暗号資産ETFへのアクセスを許可する決定は、現市場の状況を実用的に受け入れるものです。ヴァンガードは、これらの商品の極端なボラティリティ期間中でも流動性と予測可能なパフォーマンスを維持してきたことを観察しています。ただし、同社は明確な制限を設けており、自社の暗号資産ETFを立ち上げたり、顧客に対してどのデジタル資産を買うべきか、売るべきか、保持すべきかについて助言したりしません。

このアプローチは、推奨なしの促進戦略を反映しており、規制された商品へのアクセスを可能にしつつ、ヴァンガードは暗号資産への投資の適否についての責任を負わない姿勢を示しています。

将来価値に関する見通しは限定的

アメリクスは、インフレ高騰や深刻な政治危機といった極端なシナリオ下では、ビットコインが投機的ではない価値を示す可能性があることを認めました。ただし、歴史的証拠はこの仮説を裏付けるには不十分だと述べ、「歴史はあまりにも短い」と指摘し、ヴァンガードは暗号資産の基本的評価を再考するには、より多くの時間とデータが必要だと示唆しています。

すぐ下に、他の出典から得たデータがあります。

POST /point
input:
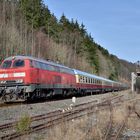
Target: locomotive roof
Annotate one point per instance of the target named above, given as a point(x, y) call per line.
point(37, 59)
point(59, 65)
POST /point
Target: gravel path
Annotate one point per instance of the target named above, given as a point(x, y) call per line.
point(10, 113)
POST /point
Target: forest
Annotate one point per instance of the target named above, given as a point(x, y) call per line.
point(28, 27)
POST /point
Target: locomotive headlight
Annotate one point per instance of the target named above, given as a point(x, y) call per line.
point(19, 81)
point(2, 82)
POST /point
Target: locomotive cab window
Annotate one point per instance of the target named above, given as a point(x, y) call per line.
point(18, 63)
point(6, 64)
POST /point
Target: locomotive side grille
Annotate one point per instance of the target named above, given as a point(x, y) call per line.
point(7, 82)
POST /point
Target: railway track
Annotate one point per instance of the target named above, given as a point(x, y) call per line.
point(54, 118)
point(114, 132)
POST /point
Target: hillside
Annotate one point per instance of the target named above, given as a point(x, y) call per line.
point(33, 30)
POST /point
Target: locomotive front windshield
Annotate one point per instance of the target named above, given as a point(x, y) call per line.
point(12, 64)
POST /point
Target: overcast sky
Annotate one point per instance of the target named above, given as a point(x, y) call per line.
point(114, 24)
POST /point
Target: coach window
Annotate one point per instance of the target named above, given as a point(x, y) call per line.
point(18, 63)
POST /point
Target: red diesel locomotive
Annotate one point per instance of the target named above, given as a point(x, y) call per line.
point(25, 77)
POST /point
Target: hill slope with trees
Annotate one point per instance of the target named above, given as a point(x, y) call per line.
point(27, 27)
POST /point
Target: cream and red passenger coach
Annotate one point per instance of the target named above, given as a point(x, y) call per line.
point(25, 77)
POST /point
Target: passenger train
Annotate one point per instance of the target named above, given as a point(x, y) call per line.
point(28, 78)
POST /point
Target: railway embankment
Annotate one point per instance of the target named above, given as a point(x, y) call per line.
point(104, 116)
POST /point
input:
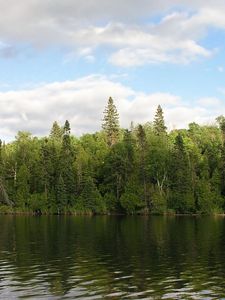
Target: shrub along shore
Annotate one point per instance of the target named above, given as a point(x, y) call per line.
point(141, 170)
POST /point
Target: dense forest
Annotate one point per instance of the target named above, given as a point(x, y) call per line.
point(143, 169)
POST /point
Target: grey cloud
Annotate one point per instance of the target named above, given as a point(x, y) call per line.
point(119, 24)
point(35, 109)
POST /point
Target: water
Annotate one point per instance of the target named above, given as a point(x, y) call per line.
point(112, 257)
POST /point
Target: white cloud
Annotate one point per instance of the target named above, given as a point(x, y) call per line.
point(83, 26)
point(82, 102)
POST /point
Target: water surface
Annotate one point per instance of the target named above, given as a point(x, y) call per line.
point(112, 257)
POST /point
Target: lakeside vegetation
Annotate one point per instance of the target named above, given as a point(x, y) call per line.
point(143, 169)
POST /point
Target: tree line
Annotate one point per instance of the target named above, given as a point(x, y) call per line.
point(144, 169)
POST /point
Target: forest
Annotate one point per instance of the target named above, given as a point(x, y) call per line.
point(141, 170)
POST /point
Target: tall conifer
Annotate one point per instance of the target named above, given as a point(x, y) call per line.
point(111, 123)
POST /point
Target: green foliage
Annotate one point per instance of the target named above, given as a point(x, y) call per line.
point(110, 123)
point(159, 123)
point(116, 170)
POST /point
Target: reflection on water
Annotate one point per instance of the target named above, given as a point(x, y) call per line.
point(112, 257)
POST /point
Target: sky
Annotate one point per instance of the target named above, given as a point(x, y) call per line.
point(62, 60)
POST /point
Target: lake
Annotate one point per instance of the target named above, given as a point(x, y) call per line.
point(106, 257)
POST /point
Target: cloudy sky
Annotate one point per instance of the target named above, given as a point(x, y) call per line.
point(63, 59)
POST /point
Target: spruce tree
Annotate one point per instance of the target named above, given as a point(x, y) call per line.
point(111, 123)
point(159, 123)
point(56, 132)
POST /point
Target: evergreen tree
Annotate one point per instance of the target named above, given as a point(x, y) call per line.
point(61, 196)
point(181, 187)
point(159, 123)
point(56, 132)
point(66, 164)
point(142, 147)
point(111, 123)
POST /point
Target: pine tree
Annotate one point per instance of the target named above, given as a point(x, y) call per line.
point(181, 186)
point(142, 145)
point(111, 123)
point(159, 123)
point(61, 197)
point(56, 132)
point(66, 164)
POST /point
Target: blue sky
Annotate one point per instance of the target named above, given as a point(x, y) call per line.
point(62, 60)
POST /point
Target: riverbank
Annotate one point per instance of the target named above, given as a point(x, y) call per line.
point(6, 210)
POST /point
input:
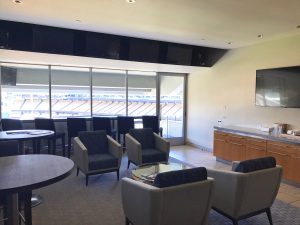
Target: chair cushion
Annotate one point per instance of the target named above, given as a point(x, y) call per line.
point(178, 177)
point(251, 165)
point(144, 136)
point(102, 161)
point(95, 141)
point(151, 155)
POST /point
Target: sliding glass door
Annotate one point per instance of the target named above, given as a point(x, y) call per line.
point(28, 91)
point(172, 106)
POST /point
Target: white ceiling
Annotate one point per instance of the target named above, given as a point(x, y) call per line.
point(199, 22)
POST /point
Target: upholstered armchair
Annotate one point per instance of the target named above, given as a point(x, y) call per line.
point(146, 147)
point(248, 190)
point(95, 152)
point(182, 203)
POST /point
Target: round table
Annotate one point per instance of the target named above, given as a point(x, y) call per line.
point(22, 135)
point(24, 173)
point(148, 173)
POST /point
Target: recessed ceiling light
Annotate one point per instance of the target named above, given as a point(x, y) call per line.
point(17, 1)
point(130, 1)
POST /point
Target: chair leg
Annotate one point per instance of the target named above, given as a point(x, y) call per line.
point(127, 222)
point(49, 146)
point(235, 222)
point(268, 211)
point(86, 180)
point(63, 145)
point(54, 147)
point(69, 147)
point(128, 164)
point(27, 207)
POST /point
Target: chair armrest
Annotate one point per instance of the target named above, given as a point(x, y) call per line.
point(81, 157)
point(146, 211)
point(162, 144)
point(234, 165)
point(229, 191)
point(115, 149)
point(134, 149)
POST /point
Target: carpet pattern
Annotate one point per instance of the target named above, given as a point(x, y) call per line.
point(70, 202)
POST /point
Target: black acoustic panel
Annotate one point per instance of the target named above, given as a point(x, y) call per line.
point(4, 37)
point(179, 54)
point(143, 50)
point(38, 38)
point(53, 40)
point(102, 45)
point(16, 36)
point(79, 43)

プラットフォームのETFへの開放は、ヴァンガードが現代市場の現実に適応しつつあることを示していますが、同時に、ビットコインを価値投資として見る同社幹部の批判的な立場は、同機関の持つ根強い懐疑主義を反映しています。商業アクセスと投資家の信念のギャップは、ヴァンガードの暗号資産戦略の決定的な特徴として残っています。